Bonn climate talks start slow as hefty text avoids chop

Negotiators need to step into “higher gear” in whittling down global climate treaty in embryo, or face failure in Paris

Bonn talks kick off on June 1st (Photo: UN)

UN climate change body chief Christiana Figueres (far left) and French foreign affairs minster Laurent Fabius on Day One in Bonn (Photo: UN)

By Alex Pashley

Progress was glacial at UN climate talks in Bonn as delegates tarried in slimming down a draft global warming treaty to be adopted in Paris in December.

After four days, negotiators had trimmed just 5% of the 90-page rough copy, head of the Alliance of Small Islands States delegation, Amjad Abdulla told RTCC.

“We are deeply concerned at the slow pace,” said the Maldivian official leading the 44-country bloc threatened by rising sea levels.

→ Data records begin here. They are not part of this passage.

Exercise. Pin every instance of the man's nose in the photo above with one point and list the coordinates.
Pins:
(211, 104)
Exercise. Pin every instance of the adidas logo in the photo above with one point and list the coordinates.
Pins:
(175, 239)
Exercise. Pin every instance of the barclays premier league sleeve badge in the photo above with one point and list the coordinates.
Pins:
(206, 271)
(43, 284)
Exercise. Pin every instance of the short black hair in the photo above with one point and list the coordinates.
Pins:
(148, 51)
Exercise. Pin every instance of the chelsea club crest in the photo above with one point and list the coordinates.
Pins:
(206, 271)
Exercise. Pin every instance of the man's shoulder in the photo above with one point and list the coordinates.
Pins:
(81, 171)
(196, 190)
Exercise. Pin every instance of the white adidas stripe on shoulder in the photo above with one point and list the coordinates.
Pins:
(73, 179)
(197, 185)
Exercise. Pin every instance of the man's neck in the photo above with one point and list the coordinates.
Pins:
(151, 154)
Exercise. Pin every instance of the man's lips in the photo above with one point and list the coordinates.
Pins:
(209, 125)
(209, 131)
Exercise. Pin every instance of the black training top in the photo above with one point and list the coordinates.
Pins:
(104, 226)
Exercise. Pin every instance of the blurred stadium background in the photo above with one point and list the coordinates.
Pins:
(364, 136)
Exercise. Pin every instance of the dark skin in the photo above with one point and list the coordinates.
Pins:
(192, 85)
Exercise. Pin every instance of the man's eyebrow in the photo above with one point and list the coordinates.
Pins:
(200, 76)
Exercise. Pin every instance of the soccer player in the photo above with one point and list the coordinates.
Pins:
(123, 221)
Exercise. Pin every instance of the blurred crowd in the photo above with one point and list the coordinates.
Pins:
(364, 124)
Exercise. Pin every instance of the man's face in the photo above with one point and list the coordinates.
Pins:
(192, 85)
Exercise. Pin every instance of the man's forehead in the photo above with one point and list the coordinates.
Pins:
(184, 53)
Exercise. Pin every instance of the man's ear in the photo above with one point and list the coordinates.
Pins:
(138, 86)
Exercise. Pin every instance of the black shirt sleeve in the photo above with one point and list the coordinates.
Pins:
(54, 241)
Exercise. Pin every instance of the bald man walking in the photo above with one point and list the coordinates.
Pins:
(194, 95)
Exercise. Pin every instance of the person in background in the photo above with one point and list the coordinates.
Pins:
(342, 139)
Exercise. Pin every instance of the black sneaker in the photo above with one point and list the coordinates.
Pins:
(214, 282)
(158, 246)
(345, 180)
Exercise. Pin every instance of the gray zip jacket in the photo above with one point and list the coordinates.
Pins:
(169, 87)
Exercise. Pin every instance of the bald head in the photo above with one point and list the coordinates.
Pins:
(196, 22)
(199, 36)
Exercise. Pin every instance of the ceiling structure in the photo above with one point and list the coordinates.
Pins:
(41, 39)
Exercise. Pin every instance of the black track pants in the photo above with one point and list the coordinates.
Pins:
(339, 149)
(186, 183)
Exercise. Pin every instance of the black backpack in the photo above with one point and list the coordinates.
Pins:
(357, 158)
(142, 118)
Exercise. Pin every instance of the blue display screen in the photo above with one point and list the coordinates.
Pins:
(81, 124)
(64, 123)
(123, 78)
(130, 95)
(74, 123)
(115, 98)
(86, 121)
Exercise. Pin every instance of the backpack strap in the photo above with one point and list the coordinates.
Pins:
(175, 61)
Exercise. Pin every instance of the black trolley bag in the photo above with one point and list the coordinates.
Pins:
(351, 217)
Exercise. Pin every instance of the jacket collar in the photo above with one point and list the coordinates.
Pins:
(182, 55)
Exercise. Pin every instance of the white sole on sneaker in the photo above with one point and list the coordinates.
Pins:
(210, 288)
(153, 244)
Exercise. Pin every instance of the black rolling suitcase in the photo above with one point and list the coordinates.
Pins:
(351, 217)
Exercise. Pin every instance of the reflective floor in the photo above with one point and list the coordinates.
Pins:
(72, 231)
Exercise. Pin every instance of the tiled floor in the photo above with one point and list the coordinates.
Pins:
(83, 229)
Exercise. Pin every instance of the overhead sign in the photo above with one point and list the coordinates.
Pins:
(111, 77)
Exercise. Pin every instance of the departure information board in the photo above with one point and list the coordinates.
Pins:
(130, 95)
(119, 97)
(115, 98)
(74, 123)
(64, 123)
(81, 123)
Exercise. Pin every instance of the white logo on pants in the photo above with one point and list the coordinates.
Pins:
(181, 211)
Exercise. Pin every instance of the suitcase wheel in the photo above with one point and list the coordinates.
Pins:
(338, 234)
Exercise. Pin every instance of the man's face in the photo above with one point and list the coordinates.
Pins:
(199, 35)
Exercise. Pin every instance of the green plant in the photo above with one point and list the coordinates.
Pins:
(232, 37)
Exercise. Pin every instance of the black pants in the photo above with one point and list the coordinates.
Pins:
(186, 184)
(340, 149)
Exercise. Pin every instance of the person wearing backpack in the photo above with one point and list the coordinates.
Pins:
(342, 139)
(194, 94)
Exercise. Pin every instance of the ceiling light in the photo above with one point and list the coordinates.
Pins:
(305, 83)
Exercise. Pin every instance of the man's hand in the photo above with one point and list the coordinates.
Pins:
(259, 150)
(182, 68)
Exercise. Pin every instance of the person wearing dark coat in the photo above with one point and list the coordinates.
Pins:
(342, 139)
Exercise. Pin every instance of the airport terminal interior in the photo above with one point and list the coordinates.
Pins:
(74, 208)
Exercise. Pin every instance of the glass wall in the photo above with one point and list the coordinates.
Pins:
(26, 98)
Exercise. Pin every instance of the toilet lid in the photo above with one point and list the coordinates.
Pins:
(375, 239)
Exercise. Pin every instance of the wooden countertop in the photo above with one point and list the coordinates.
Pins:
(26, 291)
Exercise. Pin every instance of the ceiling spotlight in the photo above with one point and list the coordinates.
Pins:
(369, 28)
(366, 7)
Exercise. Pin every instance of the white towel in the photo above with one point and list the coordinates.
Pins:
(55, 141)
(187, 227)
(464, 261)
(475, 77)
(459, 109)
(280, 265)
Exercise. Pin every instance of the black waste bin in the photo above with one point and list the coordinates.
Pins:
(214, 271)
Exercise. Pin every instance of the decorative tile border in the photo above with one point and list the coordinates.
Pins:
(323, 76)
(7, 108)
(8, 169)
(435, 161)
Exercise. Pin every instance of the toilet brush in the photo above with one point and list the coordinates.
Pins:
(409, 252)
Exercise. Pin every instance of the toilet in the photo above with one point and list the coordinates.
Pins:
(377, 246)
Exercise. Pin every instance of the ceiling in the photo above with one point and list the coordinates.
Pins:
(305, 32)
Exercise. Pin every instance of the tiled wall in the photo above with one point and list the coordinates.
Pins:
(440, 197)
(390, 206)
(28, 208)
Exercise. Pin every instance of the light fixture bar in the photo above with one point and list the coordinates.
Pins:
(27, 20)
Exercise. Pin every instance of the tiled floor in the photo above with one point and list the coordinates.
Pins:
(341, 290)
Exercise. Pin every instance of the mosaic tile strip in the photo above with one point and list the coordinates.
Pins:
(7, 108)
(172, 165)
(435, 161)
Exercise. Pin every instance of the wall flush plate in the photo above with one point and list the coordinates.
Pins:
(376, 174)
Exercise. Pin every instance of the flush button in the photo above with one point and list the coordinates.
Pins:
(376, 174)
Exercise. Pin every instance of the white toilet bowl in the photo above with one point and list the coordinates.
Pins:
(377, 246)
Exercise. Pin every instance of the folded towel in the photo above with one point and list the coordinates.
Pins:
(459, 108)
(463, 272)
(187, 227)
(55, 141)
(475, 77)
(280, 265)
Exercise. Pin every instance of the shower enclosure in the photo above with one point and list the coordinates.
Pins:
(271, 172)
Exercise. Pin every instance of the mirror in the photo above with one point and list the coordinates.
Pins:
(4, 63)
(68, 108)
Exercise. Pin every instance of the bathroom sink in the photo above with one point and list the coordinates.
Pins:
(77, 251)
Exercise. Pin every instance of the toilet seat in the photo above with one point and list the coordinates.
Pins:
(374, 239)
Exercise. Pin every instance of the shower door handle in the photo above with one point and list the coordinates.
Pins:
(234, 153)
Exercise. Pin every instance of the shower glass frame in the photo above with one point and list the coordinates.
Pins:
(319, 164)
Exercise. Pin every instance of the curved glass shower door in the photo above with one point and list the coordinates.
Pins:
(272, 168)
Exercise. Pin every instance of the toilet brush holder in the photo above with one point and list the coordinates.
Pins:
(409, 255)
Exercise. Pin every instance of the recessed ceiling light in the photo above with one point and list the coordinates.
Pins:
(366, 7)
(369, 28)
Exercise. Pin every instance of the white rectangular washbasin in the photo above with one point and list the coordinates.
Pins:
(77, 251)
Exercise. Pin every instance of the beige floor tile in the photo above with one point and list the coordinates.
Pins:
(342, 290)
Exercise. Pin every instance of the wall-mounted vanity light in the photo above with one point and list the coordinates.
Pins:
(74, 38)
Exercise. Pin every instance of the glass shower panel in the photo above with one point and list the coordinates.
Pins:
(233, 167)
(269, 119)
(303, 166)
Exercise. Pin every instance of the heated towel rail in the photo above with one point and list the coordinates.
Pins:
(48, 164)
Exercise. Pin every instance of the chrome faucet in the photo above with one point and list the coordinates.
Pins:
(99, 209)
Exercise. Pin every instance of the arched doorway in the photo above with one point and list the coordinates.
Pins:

Over 190 nations are haggling over the content of a climate pact, committing all countries to cut greenhouse gas emissions from 2020.

As the summit opened, French foreign minister and chair of the December summit, Laurent Fabius sought to breathe life into talks by urging a ‘pre-agreement’ by October, with Paris “adding the finishing touches”.

But slow progress could dash chances of a swift deal. France has said it may intervene with its own text to strike a deal at the crunch summit if negotiations stall.

Action areas

Delegates are expected to move forward on three main areas throughout the two-week conference.

Those are establishing regular intervals binding nations to deeper carbon cuts; a goal to reduce emissions to ‘net zero’ in the next half of the century; and deciding who pays what into a $100 billion a year climate fund for poor countries vulnerable to climate impacts.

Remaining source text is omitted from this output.